Ergänzend dazu können auch steuerlich relevante Daten übersichtlich dargestellt werden. Zwar führt Trade Republic Steuern korrekt ab, doch ein externes Tool kann zeigen, wie hoch die Steuerlast über das Jahr hinweg tatsächlich war, wie stark sie die Rendite beeinflusst und wie sich zukünftige Verkäufe voraussichtlich auswirken würden. Diese Perspektive hilft, Entscheidungen nicht nur aus Renditesicht, sondern auch unter Berücksichtigung der Nettoperformance zu treffen.

Nicht zuletzt ermöglichen externe Tools eine konsolidierte Sicht auf das gesamte Vermögen. Viele Anleger nutzen neben Trade Republic weitere Konten oder Depots. Ein Analyse-Tool kann diese Daten zusammenführen und ein Gesamtbild liefern, das über einzelne Plattformen hinausgeht. Dadurch wird das Portfolio nicht mehr isoliert betrachtet, sondern als Teil einer ganzheitlichen Vermögensstruktur.

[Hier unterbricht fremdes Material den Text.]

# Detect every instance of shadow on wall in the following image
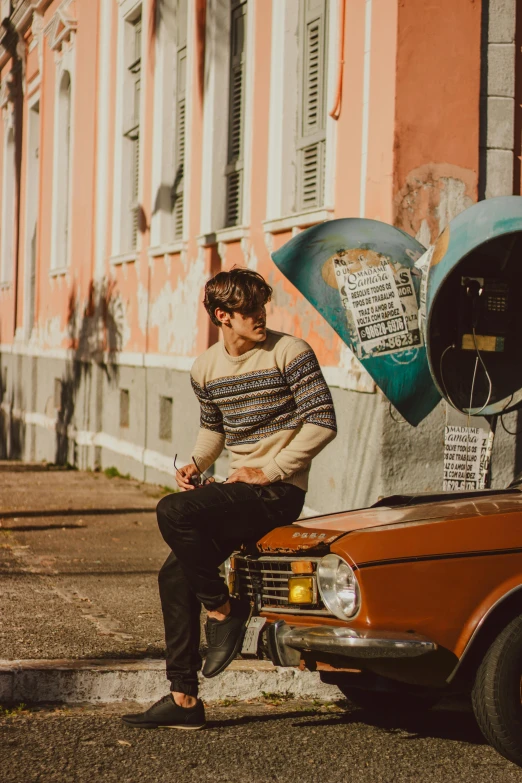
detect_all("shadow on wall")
[54,278,124,466]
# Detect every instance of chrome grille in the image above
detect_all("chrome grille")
[233,555,330,615]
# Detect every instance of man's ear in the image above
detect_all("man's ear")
[214,307,230,326]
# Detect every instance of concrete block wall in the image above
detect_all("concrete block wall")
[0,353,522,513]
[479,0,516,198]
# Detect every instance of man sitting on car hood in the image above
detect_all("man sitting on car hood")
[123,269,337,729]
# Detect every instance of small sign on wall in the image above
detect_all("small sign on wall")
[443,405,494,492]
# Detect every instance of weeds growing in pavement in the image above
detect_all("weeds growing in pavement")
[103,465,131,479]
[0,702,26,718]
[261,691,294,707]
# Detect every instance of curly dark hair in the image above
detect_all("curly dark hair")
[203,267,272,326]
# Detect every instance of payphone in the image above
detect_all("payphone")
[424,196,522,415]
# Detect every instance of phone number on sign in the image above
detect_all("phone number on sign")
[359,318,404,341]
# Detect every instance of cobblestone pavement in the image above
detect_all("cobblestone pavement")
[0,462,168,660]
[0,696,522,783]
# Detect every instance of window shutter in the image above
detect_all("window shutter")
[123,17,141,250]
[225,1,247,226]
[131,134,140,249]
[296,0,327,210]
[172,0,187,239]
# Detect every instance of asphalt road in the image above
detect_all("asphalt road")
[0,700,522,783]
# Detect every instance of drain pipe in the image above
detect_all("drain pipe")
[330,0,346,120]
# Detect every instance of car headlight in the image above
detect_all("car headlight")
[317,555,360,620]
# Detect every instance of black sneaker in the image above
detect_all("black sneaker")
[122,693,205,730]
[202,598,251,677]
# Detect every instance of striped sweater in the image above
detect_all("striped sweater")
[191,330,337,490]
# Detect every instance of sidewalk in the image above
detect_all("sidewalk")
[0,461,338,704]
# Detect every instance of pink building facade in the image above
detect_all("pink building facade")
[0,0,520,510]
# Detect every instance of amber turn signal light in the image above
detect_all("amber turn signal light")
[288,576,317,604]
[292,560,314,574]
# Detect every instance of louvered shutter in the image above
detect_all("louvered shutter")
[123,17,141,250]
[172,0,187,239]
[296,0,328,211]
[225,0,247,226]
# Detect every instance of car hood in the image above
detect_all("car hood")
[257,489,522,554]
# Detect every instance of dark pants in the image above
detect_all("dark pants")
[157,482,305,696]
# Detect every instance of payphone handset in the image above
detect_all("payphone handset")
[457,276,509,353]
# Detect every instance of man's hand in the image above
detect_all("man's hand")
[176,463,199,490]
[227,468,270,484]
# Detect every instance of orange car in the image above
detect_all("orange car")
[227,488,522,765]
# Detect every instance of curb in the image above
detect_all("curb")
[0,659,340,704]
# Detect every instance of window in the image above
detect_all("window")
[296,0,328,211]
[122,15,141,250]
[120,389,130,427]
[0,126,16,283]
[53,71,71,268]
[171,0,187,239]
[24,98,40,338]
[225,0,247,226]
[151,0,188,246]
[159,397,172,441]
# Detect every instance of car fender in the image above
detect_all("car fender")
[448,575,522,682]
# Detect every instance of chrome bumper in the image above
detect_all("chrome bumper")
[267,620,437,666]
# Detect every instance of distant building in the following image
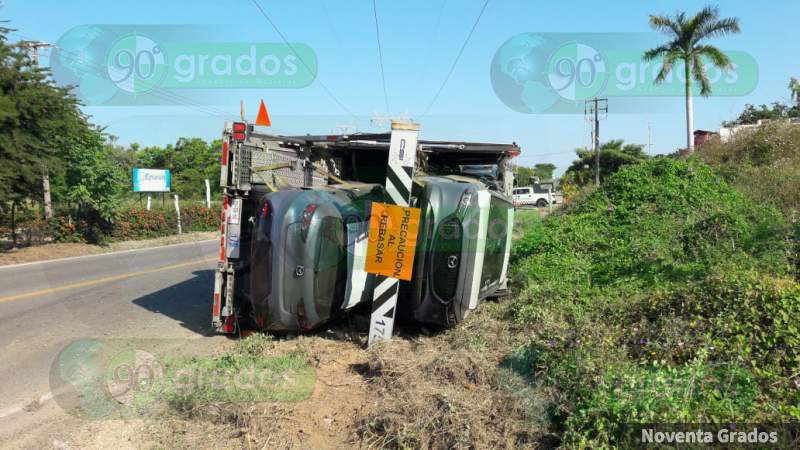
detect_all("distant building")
[694,130,720,147]
[720,118,800,142]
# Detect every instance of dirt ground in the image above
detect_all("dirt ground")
[50,304,554,449]
[0,231,219,266]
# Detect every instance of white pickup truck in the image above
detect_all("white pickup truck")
[514,183,564,208]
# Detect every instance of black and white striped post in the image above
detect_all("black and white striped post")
[369,121,419,345]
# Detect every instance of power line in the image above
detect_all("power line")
[9,31,230,117]
[422,0,489,116]
[250,0,358,121]
[417,0,447,86]
[372,0,391,114]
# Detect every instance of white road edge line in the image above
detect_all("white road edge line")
[0,238,219,270]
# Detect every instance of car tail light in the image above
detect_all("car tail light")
[233,122,247,141]
[221,141,228,166]
[300,203,317,239]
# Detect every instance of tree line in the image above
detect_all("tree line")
[0,28,221,246]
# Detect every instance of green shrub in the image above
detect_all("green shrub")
[509,159,800,448]
[49,205,220,244]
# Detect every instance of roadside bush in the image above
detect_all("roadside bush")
[111,205,219,240]
[48,205,219,244]
[509,158,800,448]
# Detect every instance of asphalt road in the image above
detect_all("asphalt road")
[0,241,224,447]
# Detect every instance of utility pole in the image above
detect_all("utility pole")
[21,42,53,219]
[583,97,608,186]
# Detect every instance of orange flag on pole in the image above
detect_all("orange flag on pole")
[256,100,272,127]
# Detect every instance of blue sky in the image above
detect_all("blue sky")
[0,0,800,172]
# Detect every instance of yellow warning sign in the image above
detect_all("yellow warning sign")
[365,202,420,281]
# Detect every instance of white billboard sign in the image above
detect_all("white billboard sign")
[133,169,170,192]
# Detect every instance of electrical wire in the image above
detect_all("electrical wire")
[250,0,358,122]
[8,31,238,117]
[372,0,391,114]
[422,0,489,116]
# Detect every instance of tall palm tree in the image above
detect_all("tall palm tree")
[644,6,740,151]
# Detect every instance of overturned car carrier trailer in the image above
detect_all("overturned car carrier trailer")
[212,122,520,341]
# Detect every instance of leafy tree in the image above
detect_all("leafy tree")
[564,139,650,186]
[644,6,740,151]
[55,127,125,222]
[0,29,125,243]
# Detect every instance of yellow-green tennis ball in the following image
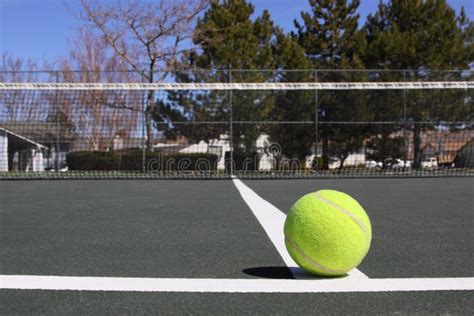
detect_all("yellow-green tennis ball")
[284,190,372,276]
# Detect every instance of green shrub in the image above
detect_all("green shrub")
[225,151,260,172]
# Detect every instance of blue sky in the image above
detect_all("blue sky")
[0,0,474,64]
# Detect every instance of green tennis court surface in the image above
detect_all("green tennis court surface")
[0,177,474,314]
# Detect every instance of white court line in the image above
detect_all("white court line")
[0,275,474,293]
[233,178,368,279]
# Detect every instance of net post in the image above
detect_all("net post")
[402,70,408,169]
[228,68,234,177]
[141,72,148,174]
[310,70,319,171]
[55,71,61,173]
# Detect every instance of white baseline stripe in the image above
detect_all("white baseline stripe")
[0,275,474,293]
[233,178,368,279]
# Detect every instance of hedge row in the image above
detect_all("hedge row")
[66,149,218,172]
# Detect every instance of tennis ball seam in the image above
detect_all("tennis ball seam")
[285,236,347,274]
[314,191,371,244]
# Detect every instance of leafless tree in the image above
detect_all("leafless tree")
[80,0,210,151]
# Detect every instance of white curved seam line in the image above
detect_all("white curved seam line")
[314,192,370,245]
[285,236,346,274]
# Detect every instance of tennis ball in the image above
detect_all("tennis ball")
[284,190,372,276]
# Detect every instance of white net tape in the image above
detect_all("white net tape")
[0,81,474,90]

Externe Analyse-Tools machen aus isolierten Transaktionen und Momentaufnahmen des Trade Republic Portfolios eine verständliche Geschichte. Sie zeigen nicht nur, was im Depot liegt, sondern auch wie, warum und mit welchen Auswirkungen sich das Portfolio entwickelt. Genau diese Einordnung ist es, die aus einem reinen Depotüberblick eine fundierte Portfolio-Analyse macht.